New phone etiquette: Making calls is secondary. Phones are there to take pictures of food, sunsets, leaves; people, puppies and more pets acting crazy; playing games on, gambling, as alarm clocks, paying bills on, all you need for living. Push an app button and it pulls up a box of squiggles only your phone can decipher. That’s why they call it “smart.”
In addition to exhausting batteries on such activities, we can use it as a telephone largely by which to receive scam and robo calls. I reply,
“Hello caller, welcome to the Incontinence and Diarrhea Radio Talk Show broadcast live coast to coast. Tell us about your most embarrassing moment.” Rarely do scammers call back after.
Before you get carried away thinking you may actually talk with someone, forget about it. Whoever is supposed to be on the other end will go to someplace called voice mail whose repository I have no clue nor wish to find.
Or leave a text, requiring you to find the little stylus and use your finger to laboriously type out a message on that little typewriter keyboard at the bottom on the screen. If they deem you sufficiently worthy, they might answer it. Good etiquette demands you answer ASAP regardless.
Wait, there are more graces Emily Post never taught. Text first to warn recipients before you call them. Otherwise, like Dorothy Parker, they might ask “What the fresh hell is this?”
Show up invited to a friend’s house for dinner, don’t push doorbell. It in fact’s a camera keeping an eye on the neighborhood. Plus doing so will get the dogs involved barking or stampeded of children’s feet to the door.
Once you’ve left your vehicle, used your phone to lock it and turn on the burglar alarm, text first. You might also video call ahead, making sure in the picture you’re attired properly.
Soon, perhaps before this column is published, we can hire AI to do the virtual telephone screening for us. This will be like having a PA (Personal Assistant) inside the phone. Wait for the next app to make the PA inside your SP (Smart Phone) fun.
In the late 1970s a Minnesota neighbor knocked on our door to ask if I had time to help her figure out where to put her Halo Statue. I was not familiar with the household accessory till informed it was a local euphemism for a telephone, i.e. “Hello! Is that you?” Since we were all on 5-party lines, she wanted the cord long enough so the Halo Statue could reach the kitchen table so she could sit and “rubber.” 

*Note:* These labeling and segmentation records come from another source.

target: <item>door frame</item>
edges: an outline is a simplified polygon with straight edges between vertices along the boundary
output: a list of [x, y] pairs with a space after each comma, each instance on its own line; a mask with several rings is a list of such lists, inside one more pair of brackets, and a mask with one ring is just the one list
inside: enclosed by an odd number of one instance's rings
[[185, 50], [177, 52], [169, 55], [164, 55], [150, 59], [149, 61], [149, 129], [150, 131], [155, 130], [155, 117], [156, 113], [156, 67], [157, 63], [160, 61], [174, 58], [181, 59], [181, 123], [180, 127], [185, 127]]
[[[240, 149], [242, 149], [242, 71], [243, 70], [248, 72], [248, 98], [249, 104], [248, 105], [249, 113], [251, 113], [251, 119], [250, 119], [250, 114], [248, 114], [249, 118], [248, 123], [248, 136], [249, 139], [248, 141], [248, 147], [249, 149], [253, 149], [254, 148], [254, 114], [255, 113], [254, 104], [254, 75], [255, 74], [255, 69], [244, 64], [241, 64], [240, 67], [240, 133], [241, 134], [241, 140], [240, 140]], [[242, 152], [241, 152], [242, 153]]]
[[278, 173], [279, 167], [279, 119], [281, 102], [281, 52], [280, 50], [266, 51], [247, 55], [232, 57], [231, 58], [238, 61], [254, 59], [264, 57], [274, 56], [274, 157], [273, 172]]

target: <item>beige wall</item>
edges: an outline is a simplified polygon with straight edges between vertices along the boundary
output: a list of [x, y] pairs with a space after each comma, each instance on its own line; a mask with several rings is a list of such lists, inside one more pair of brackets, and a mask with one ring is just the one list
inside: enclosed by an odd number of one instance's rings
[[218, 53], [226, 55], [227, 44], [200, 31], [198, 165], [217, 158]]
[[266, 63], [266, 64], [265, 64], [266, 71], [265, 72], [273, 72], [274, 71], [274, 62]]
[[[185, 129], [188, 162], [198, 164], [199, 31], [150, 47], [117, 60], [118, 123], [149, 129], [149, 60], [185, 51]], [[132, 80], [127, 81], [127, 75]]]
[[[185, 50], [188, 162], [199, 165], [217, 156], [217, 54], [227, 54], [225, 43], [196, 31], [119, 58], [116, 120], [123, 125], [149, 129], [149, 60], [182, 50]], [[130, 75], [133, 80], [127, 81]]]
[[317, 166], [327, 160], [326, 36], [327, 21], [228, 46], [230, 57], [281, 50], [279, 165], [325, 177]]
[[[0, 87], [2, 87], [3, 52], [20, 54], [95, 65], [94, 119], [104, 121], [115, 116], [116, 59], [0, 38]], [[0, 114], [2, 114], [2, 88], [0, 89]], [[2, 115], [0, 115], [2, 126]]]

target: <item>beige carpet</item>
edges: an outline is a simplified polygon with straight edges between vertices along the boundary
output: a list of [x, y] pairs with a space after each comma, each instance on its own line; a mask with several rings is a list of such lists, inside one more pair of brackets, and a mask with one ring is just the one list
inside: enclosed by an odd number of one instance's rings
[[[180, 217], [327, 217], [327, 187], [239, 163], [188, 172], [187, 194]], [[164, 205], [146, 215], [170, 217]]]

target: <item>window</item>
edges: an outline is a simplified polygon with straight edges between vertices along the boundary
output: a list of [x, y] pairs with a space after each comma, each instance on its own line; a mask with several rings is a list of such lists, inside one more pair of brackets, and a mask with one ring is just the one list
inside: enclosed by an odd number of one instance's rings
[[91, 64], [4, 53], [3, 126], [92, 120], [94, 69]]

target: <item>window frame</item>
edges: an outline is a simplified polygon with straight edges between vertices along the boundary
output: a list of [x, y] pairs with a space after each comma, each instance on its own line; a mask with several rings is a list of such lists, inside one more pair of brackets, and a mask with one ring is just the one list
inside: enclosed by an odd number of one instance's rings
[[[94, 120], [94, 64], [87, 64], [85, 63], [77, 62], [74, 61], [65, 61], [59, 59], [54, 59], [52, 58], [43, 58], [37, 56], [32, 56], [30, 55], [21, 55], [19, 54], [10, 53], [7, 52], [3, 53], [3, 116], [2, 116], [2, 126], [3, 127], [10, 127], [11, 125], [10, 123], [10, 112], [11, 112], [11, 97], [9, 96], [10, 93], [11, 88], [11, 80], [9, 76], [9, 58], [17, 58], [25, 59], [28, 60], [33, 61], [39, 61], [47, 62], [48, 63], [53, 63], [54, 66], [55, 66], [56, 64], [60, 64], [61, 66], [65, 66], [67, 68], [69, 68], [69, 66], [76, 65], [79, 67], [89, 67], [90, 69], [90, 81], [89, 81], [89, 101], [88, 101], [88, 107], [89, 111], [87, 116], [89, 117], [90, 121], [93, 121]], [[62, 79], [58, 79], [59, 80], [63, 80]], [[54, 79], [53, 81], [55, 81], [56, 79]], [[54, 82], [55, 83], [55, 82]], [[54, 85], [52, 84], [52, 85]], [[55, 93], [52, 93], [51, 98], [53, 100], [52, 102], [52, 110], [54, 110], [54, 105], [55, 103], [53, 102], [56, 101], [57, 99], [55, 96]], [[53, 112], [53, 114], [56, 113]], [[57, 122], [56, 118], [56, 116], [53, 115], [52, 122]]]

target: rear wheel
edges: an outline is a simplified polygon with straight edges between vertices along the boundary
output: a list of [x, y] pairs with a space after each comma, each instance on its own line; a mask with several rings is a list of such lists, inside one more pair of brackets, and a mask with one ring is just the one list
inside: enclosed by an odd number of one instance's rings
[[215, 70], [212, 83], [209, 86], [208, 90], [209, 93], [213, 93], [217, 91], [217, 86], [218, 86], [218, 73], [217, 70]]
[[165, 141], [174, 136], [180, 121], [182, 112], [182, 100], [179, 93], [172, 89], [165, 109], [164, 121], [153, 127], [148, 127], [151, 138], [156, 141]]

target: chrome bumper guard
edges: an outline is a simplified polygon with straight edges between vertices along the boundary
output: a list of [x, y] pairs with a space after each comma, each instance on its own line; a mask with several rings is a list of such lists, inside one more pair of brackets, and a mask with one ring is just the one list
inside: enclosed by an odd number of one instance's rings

You need to know about “rubbering,” but can’t because we don’t have party lines, land lines are becoming extinct and that’s the end of it. To rubber or rubbering was the fine art of gently lifting the business portion of the telephone off the cradle to listen in to all of the local gossip. Sorry, I mean local news. To gossip is not nice, so we share news – with commentary.
And don’t make me to explain what the cradle is!